I don’t think we knew exactly what it was that was wrong for quite a while – and finally one day an idea just dropped into my head ‘You know, he should sound like Les Nessman from WKRP’ and then someone said ‘I know that guy’s agent, maybe we can just get him?’. We were like ‘That would be cool!’ And lo and behold, it was!
How was it working alongside Tim when creating the humour for the game?
Yeah, we had a good dynamic, actually. We seemed to be on the same page about a lot of things, and if we weren’t it was usually super clear, super fast which way we were going to go. We would just start talking about it and somebody would just clearly be more right, or care about it more than the other one. So it was pretty comfortable working dynamic. We didn’t really get into fights about anything, which I have come to realise is a little bit unusual. It’s hard to find good partners – I’ve had a few others over the years – but you need to hang onto them when you get them.
Did you find the creative process to be markedly different from other, perhaps more traditional games?
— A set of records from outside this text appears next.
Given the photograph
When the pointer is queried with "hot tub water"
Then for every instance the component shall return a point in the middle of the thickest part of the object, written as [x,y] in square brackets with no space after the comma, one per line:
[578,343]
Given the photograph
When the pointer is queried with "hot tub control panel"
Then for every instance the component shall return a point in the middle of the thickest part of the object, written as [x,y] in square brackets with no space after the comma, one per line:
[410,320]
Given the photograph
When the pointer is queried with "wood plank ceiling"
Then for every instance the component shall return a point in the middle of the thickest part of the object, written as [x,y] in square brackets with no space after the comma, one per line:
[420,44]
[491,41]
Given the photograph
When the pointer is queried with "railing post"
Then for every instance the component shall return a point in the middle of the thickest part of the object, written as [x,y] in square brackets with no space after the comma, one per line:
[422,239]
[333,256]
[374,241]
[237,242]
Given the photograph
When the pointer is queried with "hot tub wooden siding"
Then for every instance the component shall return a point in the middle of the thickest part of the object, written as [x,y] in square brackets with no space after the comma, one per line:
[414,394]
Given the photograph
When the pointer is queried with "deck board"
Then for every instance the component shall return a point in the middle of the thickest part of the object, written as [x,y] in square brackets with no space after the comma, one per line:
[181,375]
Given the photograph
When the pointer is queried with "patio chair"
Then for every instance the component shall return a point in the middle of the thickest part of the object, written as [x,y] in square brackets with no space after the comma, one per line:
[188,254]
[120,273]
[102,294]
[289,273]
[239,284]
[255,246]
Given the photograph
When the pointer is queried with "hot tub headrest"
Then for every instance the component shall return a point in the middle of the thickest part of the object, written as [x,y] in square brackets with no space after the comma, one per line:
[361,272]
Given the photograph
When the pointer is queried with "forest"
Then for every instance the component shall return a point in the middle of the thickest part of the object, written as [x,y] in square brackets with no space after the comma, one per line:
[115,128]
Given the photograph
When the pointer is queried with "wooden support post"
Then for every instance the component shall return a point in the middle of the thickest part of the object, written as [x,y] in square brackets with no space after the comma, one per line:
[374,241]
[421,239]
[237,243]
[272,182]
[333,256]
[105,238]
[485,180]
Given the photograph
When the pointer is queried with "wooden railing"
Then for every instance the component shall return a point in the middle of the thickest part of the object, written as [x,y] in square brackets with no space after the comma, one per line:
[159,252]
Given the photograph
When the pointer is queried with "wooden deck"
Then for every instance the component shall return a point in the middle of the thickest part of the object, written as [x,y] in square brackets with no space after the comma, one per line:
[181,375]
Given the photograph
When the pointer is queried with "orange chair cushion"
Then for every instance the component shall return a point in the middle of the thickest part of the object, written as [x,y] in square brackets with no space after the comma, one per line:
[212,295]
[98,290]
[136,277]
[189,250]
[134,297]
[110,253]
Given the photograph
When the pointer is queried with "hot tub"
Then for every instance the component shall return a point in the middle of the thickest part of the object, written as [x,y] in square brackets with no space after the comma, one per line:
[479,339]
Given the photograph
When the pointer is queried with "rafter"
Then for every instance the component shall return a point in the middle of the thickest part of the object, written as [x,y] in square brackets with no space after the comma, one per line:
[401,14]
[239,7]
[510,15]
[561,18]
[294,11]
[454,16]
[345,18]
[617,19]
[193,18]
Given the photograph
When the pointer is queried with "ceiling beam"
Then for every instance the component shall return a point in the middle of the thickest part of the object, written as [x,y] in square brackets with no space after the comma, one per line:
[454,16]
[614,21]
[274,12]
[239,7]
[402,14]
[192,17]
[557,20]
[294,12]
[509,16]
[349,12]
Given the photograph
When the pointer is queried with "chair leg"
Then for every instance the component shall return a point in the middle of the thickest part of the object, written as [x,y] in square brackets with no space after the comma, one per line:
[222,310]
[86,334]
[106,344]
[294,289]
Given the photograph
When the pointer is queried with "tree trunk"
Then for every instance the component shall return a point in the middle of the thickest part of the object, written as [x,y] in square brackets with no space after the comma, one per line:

That’s interesting because so much else changed just about the way you develop games in general between the time we were working on that game and the first time I worked on a drama, which is something I’ve done a lot less of. I think that with a comedy you can start a lot of stuff earlier, you need some basic good ideas and then when you’re sort of filling in the space between them you can be pretty larky about it. I think you can trust yourself to make the art and do the music and do a lot of the production work without understanding some of the details of what’s going to fit in the middle. And I think that’s less true for a drama, you want to kind of have a clear, more detailed, more cohesive plan before you start putting any real money into it. And again I think that boils down to that thing of if a small piece goes wrong, the whole thing can come tumbling down like a house of cards, and I think that’s less true for comedy.
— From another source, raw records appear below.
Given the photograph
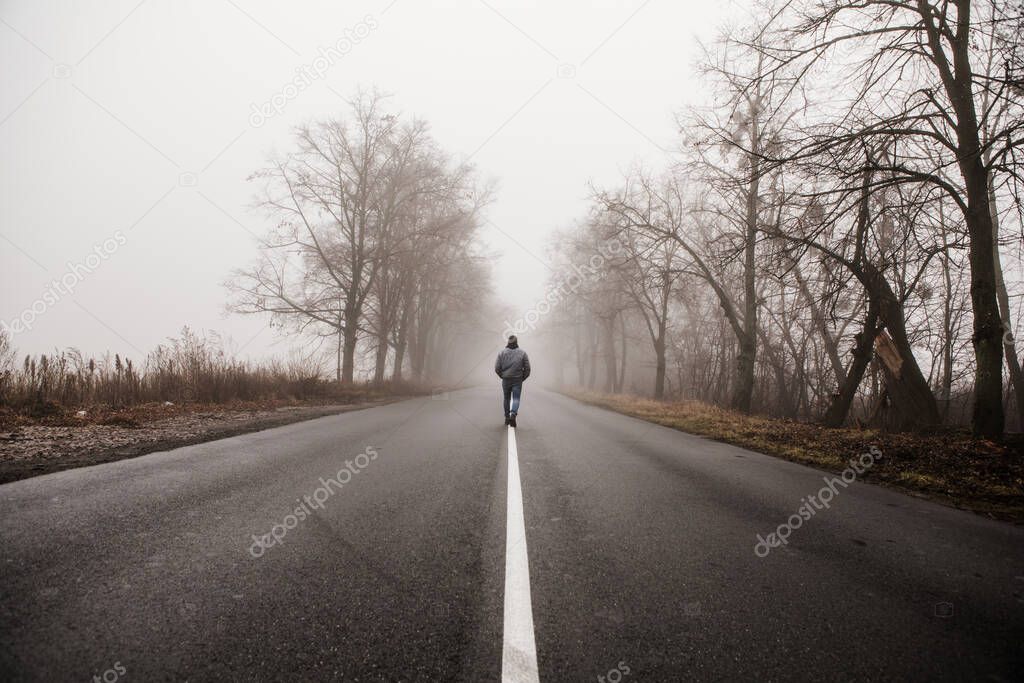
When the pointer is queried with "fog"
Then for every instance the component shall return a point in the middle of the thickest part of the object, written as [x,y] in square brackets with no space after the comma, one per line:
[137,117]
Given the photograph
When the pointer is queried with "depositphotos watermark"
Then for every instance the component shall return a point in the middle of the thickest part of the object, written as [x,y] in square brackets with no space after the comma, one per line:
[811,504]
[58,289]
[312,502]
[306,75]
[571,284]
[112,674]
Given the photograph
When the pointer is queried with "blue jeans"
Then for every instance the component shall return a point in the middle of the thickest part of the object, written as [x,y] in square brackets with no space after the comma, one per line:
[512,390]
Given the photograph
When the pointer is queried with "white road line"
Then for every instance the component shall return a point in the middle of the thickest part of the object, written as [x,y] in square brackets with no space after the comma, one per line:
[519,648]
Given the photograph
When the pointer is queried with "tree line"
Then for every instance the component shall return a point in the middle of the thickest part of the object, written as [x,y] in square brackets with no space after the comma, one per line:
[839,235]
[374,251]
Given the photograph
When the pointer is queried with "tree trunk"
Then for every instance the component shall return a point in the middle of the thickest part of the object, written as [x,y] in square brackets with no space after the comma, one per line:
[610,365]
[840,408]
[1013,363]
[380,361]
[988,418]
[621,380]
[911,396]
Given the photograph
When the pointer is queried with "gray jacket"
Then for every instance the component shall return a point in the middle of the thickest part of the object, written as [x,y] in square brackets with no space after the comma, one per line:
[512,364]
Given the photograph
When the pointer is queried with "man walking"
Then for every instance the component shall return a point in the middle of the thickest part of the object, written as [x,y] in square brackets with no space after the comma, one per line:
[513,367]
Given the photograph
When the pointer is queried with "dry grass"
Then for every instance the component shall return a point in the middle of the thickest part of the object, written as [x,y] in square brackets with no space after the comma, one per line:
[948,466]
[188,374]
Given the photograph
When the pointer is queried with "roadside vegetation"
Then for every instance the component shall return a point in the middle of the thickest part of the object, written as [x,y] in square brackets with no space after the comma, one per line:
[948,465]
[189,373]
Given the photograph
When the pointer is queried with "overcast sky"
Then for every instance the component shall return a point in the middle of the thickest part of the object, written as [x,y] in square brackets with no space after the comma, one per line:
[131,124]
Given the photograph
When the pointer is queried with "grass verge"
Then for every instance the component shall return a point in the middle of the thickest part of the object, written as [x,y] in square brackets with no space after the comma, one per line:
[948,466]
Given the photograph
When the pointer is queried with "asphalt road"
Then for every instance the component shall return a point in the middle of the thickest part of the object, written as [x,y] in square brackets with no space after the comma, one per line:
[640,543]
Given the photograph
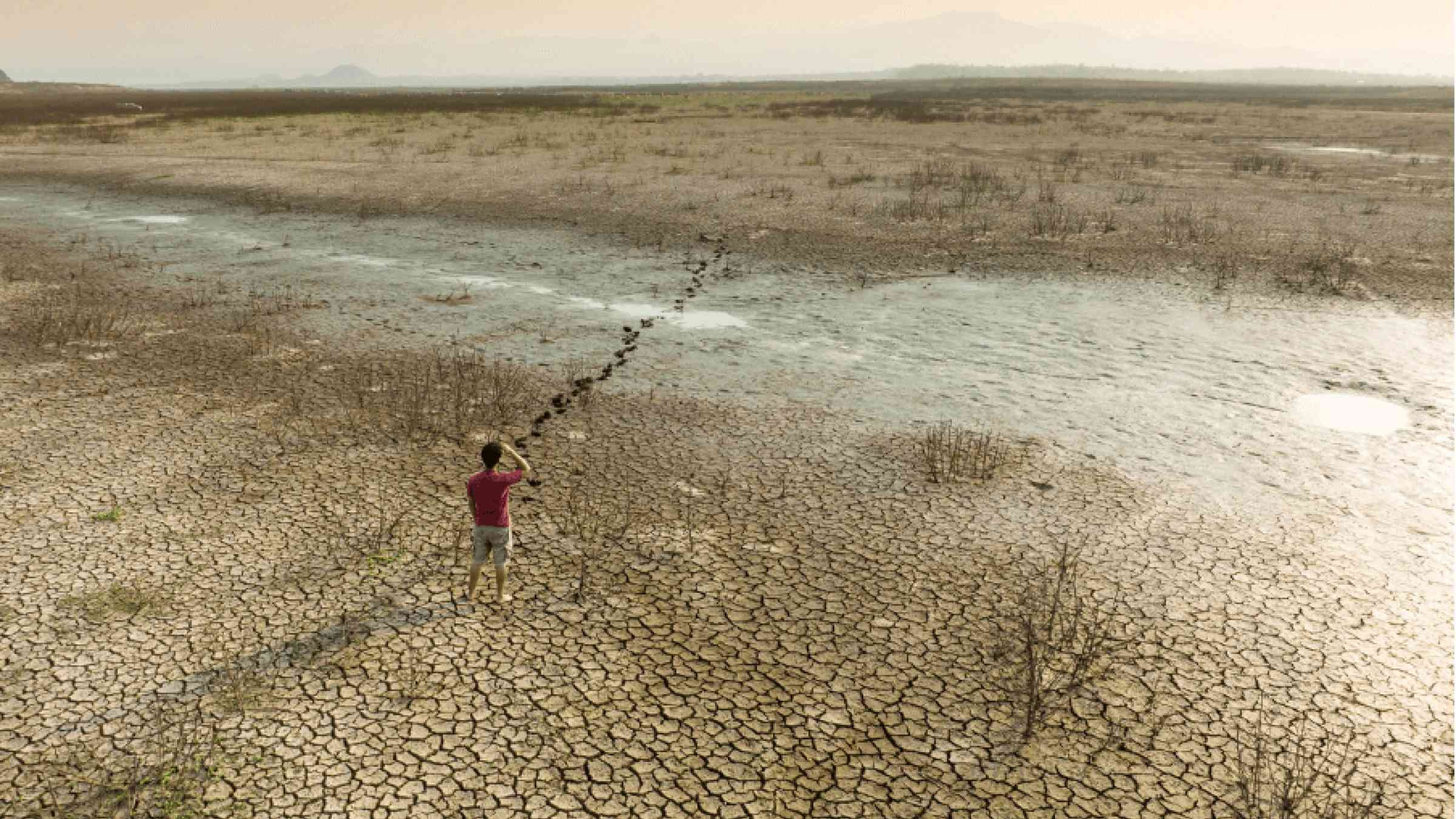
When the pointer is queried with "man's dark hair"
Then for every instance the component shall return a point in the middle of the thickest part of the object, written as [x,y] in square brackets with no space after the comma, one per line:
[491,455]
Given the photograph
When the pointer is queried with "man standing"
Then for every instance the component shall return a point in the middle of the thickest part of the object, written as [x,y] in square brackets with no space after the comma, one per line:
[490,494]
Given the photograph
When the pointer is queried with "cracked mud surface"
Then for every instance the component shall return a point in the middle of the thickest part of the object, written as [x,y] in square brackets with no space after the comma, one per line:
[807,625]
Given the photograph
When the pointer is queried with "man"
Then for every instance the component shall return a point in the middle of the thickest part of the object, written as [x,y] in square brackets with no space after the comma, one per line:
[490,494]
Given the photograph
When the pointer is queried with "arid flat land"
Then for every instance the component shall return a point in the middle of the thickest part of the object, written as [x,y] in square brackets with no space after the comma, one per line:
[1193,356]
[1270,187]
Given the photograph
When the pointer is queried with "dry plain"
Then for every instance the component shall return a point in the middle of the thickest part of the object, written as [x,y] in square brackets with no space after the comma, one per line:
[249,354]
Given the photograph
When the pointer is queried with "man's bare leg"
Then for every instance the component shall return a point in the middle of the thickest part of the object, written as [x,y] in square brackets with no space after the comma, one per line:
[475,581]
[500,586]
Did you find the game changed much during the development from what you had originally designed or planned?
Not in a significant way, no. It just kept getting better and better every time we saw some detail somebody was putting on the screen. It got closer to what we wanted, you know? The trickiest challenges were about technical limitations of what we could do on screen. Because we were after this animation style with lots of squashing and stretching and characters being really large on screen, but this was early in the days of VGA and the heavily pixelated characters – 320×200, I think the game might’ve been – anyways, the small number of pixels on screen and the limited 256 colour palette and so we had to pull some technical tricks behind the scenes to get some of the stuff to work at all. An actual full screen animation just was not possible by conventional means, you just couldn’t move the pixels around.
Did you feel at the time that you were creating something special?
Well you can’t really predict what the public is going to think about anything. I think we were conscious that we were making something good, I think, it made us laugh anyway. And that’s mostly all you’ve got at the end of the day, your own opinion and the opinions of anyone you show it to, you know, ‘is this good?’. But you can’t predict if 25 years later people will still be talking about it, that almost seems random. You can hope for that, but you can’t tell that it’s going to happen in advance.